Maybe that’s why I’m not OK. I know that I’m going to go back as well. When our ESPN coverage of IndyCar starts next year, I’ll be there. I’ll miss Justin and Dan and every other driver who died too soon. I’ll tell myself that each crash helps make the sport safer. I’ll put it all out of my mind after the green flag drops.

Maybe someday I’ll understand why.

1 COMMENT

  1. I have watched racing for more than 55 years. It can be a very brutal sport. It is much, much safer than it used to be when it seemed like someone was killed at every race. The comment that “racers race” is very true. They just love the speed and the opportunity and are willing to put it all on the line. I watched Steve McQueen in Le Mans not long ago. There is a line in there about how he feels alive racing, but between races he is just waiting. I have talked with a number of drivers from small tracks to big venues who totally agree with that. They know the risks and take them.

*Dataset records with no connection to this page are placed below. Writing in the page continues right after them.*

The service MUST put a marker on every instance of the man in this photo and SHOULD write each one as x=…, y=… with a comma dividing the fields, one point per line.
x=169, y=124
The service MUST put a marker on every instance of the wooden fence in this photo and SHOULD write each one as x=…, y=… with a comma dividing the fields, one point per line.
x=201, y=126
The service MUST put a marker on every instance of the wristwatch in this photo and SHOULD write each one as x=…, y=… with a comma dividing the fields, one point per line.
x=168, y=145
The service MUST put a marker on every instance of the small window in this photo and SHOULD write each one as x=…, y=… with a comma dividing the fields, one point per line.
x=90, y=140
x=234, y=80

    I feel hurt from this accident. Absolutely just being in the wrong spot at the very wrong time. I doubt that anything could really have been done to prevent it. Even a canopy probably would not have stopped it.

    I have a list of people that I think about when someone is killed. I have a picture of a driver that I was standing next to when I was a kid. He was killed just a few weeks later. He had a great smile and told me he loved to race. Racers race. They would be pushing the limit even if professional racing was banned.